Tenn. Republicans oppose governor’s cable tax

On February 4, 2010, in News 2010, by Mark Norris

By Associated Press, TimesNews.net
February 4, 2010

NASHVILLE, Tenn. — Tennessee Republican legislative leaders said Thursday they’re opposed to Gov. Phil Bredesen’s proposal to tax cable TV to save some government jobs and pay for higher education.

The tax is part of a state revenue plan Bredesen says would generate about $50 million a year. He wants to earmark that money for higher education and to preserve 200 jobs among prosecutors, public defenders, probation officers and foresters.

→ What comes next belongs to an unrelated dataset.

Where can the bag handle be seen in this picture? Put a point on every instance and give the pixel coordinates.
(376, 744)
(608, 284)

But Senate Speaker Ron Ramsey of Blountville and several other Republicans said in a press release that increasing Tennesseans’ cable bills is not the way to balance the budget.

Instead, Ramsey said, the state must reduce spending and encourage job creation.

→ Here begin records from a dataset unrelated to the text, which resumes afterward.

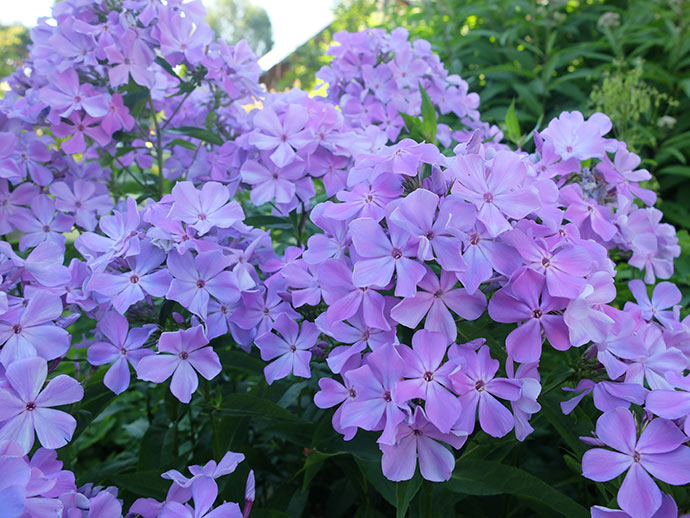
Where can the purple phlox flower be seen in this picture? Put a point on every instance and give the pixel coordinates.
(622, 175)
(623, 342)
(530, 388)
(654, 244)
(245, 271)
(204, 209)
(498, 191)
(607, 395)
(668, 509)
(483, 255)
(77, 48)
(407, 69)
(259, 309)
(672, 404)
(65, 95)
(130, 57)
(219, 318)
(584, 315)
(181, 355)
(428, 379)
(365, 199)
(564, 265)
(665, 295)
(290, 350)
(25, 405)
(434, 300)
(11, 202)
(476, 382)
(181, 37)
(167, 234)
(271, 182)
(281, 138)
(42, 224)
(29, 330)
(659, 452)
(419, 439)
(378, 79)
(344, 298)
(121, 238)
(656, 362)
(380, 255)
(79, 126)
(333, 242)
(356, 334)
(123, 346)
(204, 493)
(572, 136)
(118, 116)
(549, 163)
(196, 279)
(331, 169)
(404, 158)
(127, 288)
(438, 235)
(581, 210)
(333, 393)
(84, 199)
(303, 282)
(31, 158)
(374, 407)
(16, 475)
(180, 491)
(527, 301)
(43, 264)
(105, 33)
(276, 263)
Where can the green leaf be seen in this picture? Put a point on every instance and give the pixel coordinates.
(429, 120)
(96, 398)
(269, 222)
(512, 124)
(143, 483)
(248, 405)
(685, 85)
(167, 67)
(563, 424)
(414, 127)
(680, 170)
(404, 493)
(198, 133)
(486, 478)
(183, 143)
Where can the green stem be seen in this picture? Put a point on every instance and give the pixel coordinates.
(177, 109)
(159, 146)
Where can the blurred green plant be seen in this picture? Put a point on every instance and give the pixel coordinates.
(13, 42)
(632, 104)
(234, 20)
(630, 58)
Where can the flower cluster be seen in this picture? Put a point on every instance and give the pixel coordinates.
(37, 486)
(141, 164)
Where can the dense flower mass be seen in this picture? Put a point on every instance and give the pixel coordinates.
(141, 164)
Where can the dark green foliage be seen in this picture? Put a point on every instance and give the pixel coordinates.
(234, 20)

Senate Majority Leader Mark Norris of Collierville said the budget should not be balanced “on the backs of the taxpayers.”

“The weakened economy means lawmakers must be vigilant to make sure that taxpayer dollars are spent in the most efficient and effective manner,” he said.

The Republican press release was issued Thursday afternoon, several hours after Republican House Speaker Kent Williams of Elizabethton told reporters that he didn’t expect the cable tax would pass.

“I can’t see it going anywhere,” Williams said. “I may be wrong, and it’s a shame to say, but it’s an election year.”

The governor’s revenue proposal would also equalize the sales tax on cable and satellite use. The state was sued by the satellite TV industry over a law that allows the first $15 of a cable bill to be tax exempt.

Bredesen has called the litigation “a very reasonable lawsuit.”

“You can’t tax the same service from one person and not tax it from another,” Bredesen told reporters earlier this week. “I don’t think of it so much as though we’re raising taxes across the board on television, but really we’re kind of fixing a loophole.”

The governor said he expects the average increase to be about $1.35.

“It’s not like it’s some large overwhelming amount of tax,” he said.

But Williams said he’s been told by the cable industry that it has successfully defended challenges to similar exemptions in other states.

“I’m not sure who’s right and who’s wrong, but if it’s something the courts force us to do, of course we’d have to do it,” Williams said. “Let the courts work it out. That’s why we have a judicial system.”

Republicans, who have majorities in both chambers, also oppose a proposal to apply sales taxes to food consumed by hotel and motel customers.

“We simply cannot tax our way out of this recession,” said House Caucus Chairman Glen Casada of Franklin. “We should take this moment to review our priorities and cut waste and unnecessary programs.”